The only thing remotely flabby about Darren Clarke these days is the name of his manager, the effervescent Andrew ‘Chubby’ Chandler, for the former good-time boy of the Tour has managed to shed nearly three stone as part of his belated attempt to join the ranks of Major winners.

Out went pints of the black stuff and trips to the pub, in came sensible eating and trips to the gym. Clarke has never hidden his liking for the good things in life, so when he started on his weight-loss programme last year it was easy to hear the more cynical members of the press box scoffing in more ways than one. Clarke would have been the first to join them for a butty and a glass of red courtesy of the sponsors, but those days are gone.
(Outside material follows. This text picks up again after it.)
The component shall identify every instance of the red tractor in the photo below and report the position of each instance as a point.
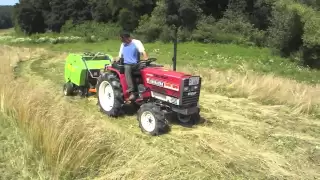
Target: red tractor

By the time this season’s European Tour launched – bizarrely in December and, even more bizarrely, in Hong Kong – he was looking 10 times fitter and went on to finish third to Padraig Harrington with four rounds in the 60s. And he was definitely no longer worthy of the nickname ‘Double F’ that Tiger Woods and coach Butch Harmon had bestowed on him (work it out for yourself).

The weight loss has had all the expected good effects on the Irishman fitness-wise although his wardrobe has changed a bit. Clarke had to throw out more than 200 shirts and 100 pairs of trousers as the equivalent of 90 packs of butter fell off his once ample frame and turned up in the opening round of The Masters wearing a pair of shocking pink and white striped strides. The garb rather took the casual spectator’s attention away from his card which, after 18 holes, had a 70 at the bottom of it.

Unfortunately for his many backers, hoping to cash in at the bookies from a first Clarke Major victory, he followed up with a 79 and was out of the tournament.

Despite this ricket, Clarke will be prominent in the layers’ lists for the remaining big tournaments in 2004 and his high position is testament to the superb career he has forged for himself, having started the game at the age of 11 on the harsh links courses of Northern Ireland.

Within two years, the young Clarke was playing to a handicap of three and turned professional in 1990. He won his first title in the paid ranks two years later when he took the Ulster Professionals Championship and his first big Tour victory came in the 1993 Alfred Dunhill Open. By the time the 1997 Ryder Cup came round, Clarke was one of a number of younger players challenging the established European giants like Nick Faldo, Bernhard Langer and Ian Woosnam and he was part of the winning side at Valderrama.